Later on one more column of people approached us from the West. There are around 100 people in the camp now, many children, and several infants at the baby station under the tree. Our provisions are taking a beating with this third wave. Tomorrow somebody would have to go to Angalia’s depot in Kaloni with a truck and bring material to re-stock pretty much everything. The weather helps for now, just light to moderate winds, no rain. The latter would render our current clothes ‘department’ and baby care stations unusable as they are set out in the open and on that dry riverbed. In the case of a strong rain, we had no hope that that dry riverbed would stay dry.

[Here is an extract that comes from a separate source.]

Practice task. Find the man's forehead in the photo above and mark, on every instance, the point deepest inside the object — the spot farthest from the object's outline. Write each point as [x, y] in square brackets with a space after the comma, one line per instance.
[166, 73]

Today was the last day we knew we could depend on a doctor present in our operations. Asimo goes back in Athens early tomorrow, to her regular job. For the days she was with us, overworked and exhausted, her presence was crucial, I wish we had more people like her with us. The UNHCR/Stage-2 camp above the village, managed by the NGO ‘Faros’, had yet to get a doctor during those early days of October, despite all that salaried staff and the significant financial resources such NGOs commanded (significant with respect to the all-volunteer, self-organized effort like the one I joined that is). Alexandros’ words during our drive to Sykaminia came back to my mind. Still, despite its woeful under-preparation at that time, Stage-2 was critical as the place where refugees would gather and where the large buses (supplied by the city of Mytilene, later rented by UNHCR on a regular basis) would come to pick them up. They would then be taken to the refugee identification/classification centers of Moria or Karatepe[1]. Finally, Stage-2 had a large capacity to shelter people from the elements, which our much smaller operation base on the coast could not deploy.
Later that day we learned that the other remaining boat drifted all the way to Molyvos and its port, where the locals helped the people ashore. There was no news about what happened to the one that we saw heading East towards the cape of ‘Korakas’. Five more refugee boats arrived that day, before the lull which we expected, the one to to last until late afternoon finally came.